The open records law allows news sources, including the RFT, to request police departments provide details of ongoing criminal cases, even though the defendant hasn't been found guilty or innocent. It means stories can quote directly from probable cause documents and, yes, publish mugshots. Beyond just crime coverage, documents and information revealed through Sunshine requests are often key to quantifying the impact of government policies and identifying corruption.
This was something different, but, as Gunn's letter to the attorney repeatedly noted, entirely legal. She wrote that REJIS is "required to comply" with the state's open records law, and therefore would continue to provide Tauk, owner of the Behind the Bars newspaper, with direct access to the region's public safety data.
In return, Gunn wrote that Tauk and a second "requestor," Kyle Prall, the Austin-based founder of BustedMugshots.com, agreed to pay REJIS $150 every week to offset the "programming costs to provide specific information in the format requested."

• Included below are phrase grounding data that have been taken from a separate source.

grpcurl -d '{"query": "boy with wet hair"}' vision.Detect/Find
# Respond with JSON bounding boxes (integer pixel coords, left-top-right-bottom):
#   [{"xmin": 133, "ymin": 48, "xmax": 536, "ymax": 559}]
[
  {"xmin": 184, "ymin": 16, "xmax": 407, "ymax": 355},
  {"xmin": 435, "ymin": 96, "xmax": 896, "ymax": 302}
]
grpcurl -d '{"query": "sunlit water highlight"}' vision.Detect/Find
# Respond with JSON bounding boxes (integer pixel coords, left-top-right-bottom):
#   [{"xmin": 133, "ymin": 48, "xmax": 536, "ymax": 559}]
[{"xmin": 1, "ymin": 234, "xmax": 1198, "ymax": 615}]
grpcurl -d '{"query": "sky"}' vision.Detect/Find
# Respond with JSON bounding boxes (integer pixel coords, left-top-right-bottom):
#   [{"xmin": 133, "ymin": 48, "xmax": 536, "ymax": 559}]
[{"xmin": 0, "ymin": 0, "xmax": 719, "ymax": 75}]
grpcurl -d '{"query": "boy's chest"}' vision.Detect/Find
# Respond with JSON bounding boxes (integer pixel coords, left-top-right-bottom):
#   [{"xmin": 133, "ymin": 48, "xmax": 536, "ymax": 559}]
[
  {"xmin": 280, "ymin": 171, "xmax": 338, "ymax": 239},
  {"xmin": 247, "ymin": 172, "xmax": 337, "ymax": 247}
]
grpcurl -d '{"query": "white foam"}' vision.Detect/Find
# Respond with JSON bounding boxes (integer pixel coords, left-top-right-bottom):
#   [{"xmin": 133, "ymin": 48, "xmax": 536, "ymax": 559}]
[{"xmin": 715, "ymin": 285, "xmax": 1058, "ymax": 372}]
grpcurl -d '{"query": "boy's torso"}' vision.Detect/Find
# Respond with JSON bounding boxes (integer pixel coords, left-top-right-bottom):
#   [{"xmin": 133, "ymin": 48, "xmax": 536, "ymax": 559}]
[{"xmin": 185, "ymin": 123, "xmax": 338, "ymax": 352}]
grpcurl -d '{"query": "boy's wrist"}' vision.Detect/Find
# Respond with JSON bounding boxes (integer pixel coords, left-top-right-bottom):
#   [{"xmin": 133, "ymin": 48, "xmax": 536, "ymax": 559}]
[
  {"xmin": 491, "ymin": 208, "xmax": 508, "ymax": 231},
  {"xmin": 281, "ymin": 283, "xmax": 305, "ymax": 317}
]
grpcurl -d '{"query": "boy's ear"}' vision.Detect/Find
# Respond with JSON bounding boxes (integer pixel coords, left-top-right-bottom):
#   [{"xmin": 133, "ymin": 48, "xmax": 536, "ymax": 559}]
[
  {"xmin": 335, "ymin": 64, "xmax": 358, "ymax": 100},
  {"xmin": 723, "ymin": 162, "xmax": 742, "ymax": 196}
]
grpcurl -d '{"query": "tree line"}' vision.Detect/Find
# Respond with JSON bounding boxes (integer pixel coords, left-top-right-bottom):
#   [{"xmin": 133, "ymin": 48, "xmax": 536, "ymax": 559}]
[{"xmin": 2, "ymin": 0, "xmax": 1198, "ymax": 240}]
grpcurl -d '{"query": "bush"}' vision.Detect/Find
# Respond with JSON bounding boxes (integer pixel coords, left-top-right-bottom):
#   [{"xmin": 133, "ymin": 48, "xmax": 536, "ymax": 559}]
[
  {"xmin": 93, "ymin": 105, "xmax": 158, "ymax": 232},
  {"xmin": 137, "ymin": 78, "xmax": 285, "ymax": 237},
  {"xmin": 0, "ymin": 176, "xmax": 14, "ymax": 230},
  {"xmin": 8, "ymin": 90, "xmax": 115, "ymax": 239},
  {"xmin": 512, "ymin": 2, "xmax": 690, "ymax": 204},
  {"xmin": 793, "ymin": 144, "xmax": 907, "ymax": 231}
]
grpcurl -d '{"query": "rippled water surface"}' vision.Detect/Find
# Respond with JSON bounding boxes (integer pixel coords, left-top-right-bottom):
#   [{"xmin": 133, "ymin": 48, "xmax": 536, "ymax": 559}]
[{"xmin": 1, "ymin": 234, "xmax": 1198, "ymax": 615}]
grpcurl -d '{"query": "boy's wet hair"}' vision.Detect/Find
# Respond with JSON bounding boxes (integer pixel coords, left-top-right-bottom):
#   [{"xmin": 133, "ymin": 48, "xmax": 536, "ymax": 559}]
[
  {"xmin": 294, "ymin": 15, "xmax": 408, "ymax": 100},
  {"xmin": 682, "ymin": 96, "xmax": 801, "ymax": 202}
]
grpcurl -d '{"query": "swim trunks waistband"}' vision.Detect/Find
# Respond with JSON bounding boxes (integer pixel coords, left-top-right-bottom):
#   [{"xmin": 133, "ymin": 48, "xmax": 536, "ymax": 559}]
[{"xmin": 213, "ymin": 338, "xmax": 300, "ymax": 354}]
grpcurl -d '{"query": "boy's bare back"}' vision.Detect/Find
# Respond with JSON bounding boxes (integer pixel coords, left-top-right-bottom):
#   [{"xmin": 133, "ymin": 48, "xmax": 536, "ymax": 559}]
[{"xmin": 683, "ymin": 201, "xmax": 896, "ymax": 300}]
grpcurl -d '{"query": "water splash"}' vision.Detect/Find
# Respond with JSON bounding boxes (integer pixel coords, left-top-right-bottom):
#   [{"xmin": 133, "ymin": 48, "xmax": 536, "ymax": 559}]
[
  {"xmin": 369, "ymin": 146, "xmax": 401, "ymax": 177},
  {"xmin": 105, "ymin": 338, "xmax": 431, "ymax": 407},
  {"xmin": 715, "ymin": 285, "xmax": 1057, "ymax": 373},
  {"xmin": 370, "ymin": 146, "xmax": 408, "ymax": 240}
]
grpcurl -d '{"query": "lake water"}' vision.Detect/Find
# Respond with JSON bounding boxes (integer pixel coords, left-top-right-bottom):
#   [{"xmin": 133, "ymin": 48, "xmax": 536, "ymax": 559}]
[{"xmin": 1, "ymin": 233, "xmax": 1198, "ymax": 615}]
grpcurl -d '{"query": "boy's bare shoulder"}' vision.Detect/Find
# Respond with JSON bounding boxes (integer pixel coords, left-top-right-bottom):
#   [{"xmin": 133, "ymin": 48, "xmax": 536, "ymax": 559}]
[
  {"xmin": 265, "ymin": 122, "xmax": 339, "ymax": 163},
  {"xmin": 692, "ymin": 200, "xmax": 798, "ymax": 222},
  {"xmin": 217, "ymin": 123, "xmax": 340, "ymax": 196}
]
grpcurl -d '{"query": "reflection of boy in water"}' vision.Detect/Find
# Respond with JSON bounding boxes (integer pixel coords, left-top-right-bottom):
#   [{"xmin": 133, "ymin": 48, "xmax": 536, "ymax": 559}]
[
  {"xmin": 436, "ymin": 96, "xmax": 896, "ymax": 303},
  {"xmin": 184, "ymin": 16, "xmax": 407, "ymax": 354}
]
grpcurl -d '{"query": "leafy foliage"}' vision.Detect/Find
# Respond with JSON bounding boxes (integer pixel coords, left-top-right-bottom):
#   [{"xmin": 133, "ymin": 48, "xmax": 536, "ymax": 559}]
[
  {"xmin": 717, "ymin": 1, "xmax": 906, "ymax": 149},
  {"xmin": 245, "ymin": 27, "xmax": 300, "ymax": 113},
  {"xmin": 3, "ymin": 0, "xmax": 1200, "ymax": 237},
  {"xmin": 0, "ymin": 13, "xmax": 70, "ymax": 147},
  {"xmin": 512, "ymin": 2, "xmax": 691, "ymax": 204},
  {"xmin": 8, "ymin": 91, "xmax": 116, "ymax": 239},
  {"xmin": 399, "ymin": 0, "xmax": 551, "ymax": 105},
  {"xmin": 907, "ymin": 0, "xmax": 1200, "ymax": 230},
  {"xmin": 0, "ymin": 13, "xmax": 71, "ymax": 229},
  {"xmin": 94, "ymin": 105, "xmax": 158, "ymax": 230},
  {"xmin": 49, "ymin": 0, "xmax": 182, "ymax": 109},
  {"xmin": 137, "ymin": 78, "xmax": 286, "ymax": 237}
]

"REJIS does not sell mugshots or data," Gunn's email continued. "REJIS passed the costs of producing the information to the requesters."
The exchange meant that Tauk and Prall received dozens of mugshots every day, direct from REJIS, with the monthly totals often exceeding 2,000 individual cases. Meanwhile, the public and journalists still had to file Sunshine requests and wait for the county to respond, a process that can take days (and sometimes, weeks) to get a single document. But Tauk and Prall now had nearly instantaneous access to the mugshots en masse.
With the arrangement in place, REJIS opened the floodgates of St. Louis County's crime data. According to Gunn, Prall was the first customer to make use of the data, gaining access in May 2012. The date corresponds with the start of the Busted Mugshots collection of more than 120,000 St. Louis County mugshots still available on the site.
Busted Mugshots stopped updating in April 2019 — just a few months after Prall himself became the subject of a twenty-count federal indictment. Prosecutors accused him of diverting more than $500,000 from sham political action committees backing 2016 presidential candidates Bernie Sanders, Hillary Clinton and Donald Trump. Prall eventually pleaded guilty and, in October 2019, a judge sentenced him to three years in prison.
Tauk ran into no such trouble with the law in St. Louis. He gained access to the REJIS mugshot supply in 2014, around four years after founding Behind the Bars. The sixteen-page tabloid offered eye-catching and often suggestive headlines — one run of issues featured stories titled "East side stripper tells all," "Fried chicken & cocaine" and "Clowning and frowning."
Around the same time, Tauk founded STLMugshots.com.